Three Imaginary Girls

Seattle's Indie-Pop Press – Music Reviews, Film Reviews, and Big Fun

American Folk

Hey, SIFF procrastinators! The next few days offer your last chances to partake in 2017’s grand cinema binge… until the “best of fest” program rolls around next weekend at the Uptown. (No idea what will be included in that lineup, but I’ll preview it for you when I find out.)

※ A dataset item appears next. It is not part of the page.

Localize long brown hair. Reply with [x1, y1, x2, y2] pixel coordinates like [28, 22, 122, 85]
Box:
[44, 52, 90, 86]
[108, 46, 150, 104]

In the meantime, I can give a solid seal of approval to five very good films screening today through closing night, June 11. There’s ample opportunity to do something about your SIFF-slacking ways, and you won’t go wrong with these picks.

DON’T MISS:

A Ghost Story
{6/9 9:30p Uptown; 6/10 2:30p Uptown}
I have issues with Casey Affleck, whose character in this film becomes the titular ghost, but I was eventually able to appreciate the delightfully languorous, white-sheeted driftings of said apparition. The tale of any haunting is about the haunted, too, one of whom is played here by Rooney Mara, quite effective as the widow of the deceased. As meditative as the experience is, director David Lowery (Ain’t Them Bodies Saints) manages a couple of very keen jump-atcha scares, and prevents a slippery third act from diminishing the cumulative chill.

American Folk 
{6/9 9:30p Pacific Place; 6/10 3p Uptown} 
I fell fast and hard for this huge-hearted indie about two strangers (musicians Joe Purdy and Amber Rubarth) who find themselves on an impromptu LA-to-NY road trip in the days following 9/11. He’s like a bulkier, ginger-ier Chris Pine. She’s like a left-coast Audrey Tautou. Their tale isn’t a romance, but it is a love letter to America, a twangy musical set against backdrops of amber waves and fruited plains and you and me and every single one of us. It might be just what we need right now.

Lady Macbeth 
{6/10 9p Uptown} 
Based on an 1865 Russian novella (so, not really about that other Lady MacB), this nasty little frolic shifts the action to an estate in rural England around the same period. The newly-installed lady of the house, stifled by her loveless arranged marriage to a bitter older dude, defiantly hooks up with a hot stableboy; the tryst is discovered, and subsequent scorn barely slows her down. A gleefully wicked piece of work whose sublime visual flair classes up the joint… but never too much.

Mr. Long
{6/10 9:15p Egyptian}
If there existed a “Tenderest Movie” prize, this lovely and satisfying film could easily take top honors in the Crime Flick category. A stoic, taciturn Taiwanese chef and assassin (!) hides out in a Japanese village after a job (of the hitman variety, not a catering gig) goes awry, and… well, goodness finds him, despite his best efforts, until inevitability comes knocking. Mono-moniker director Sabu takes us inward before moving sideways, visually and narratively, and the results are deeply moving. A stunner.

Quest 
{6/9 8:30p Uptown; 6/11 11:30a Uptown} 
This insightful, engaging, award-winning documentary — a POV production — covers nearly a decade (pre-Obama ’til early 45) in the lives of the Raineys, an African-American family in North Philadelphia. Issues of race, class, and privilege present themselves in the family’s daily struggles and triumphs, and a heartbreaking event reveals the film’s MVP, an embodiment of hope for a brighter American future.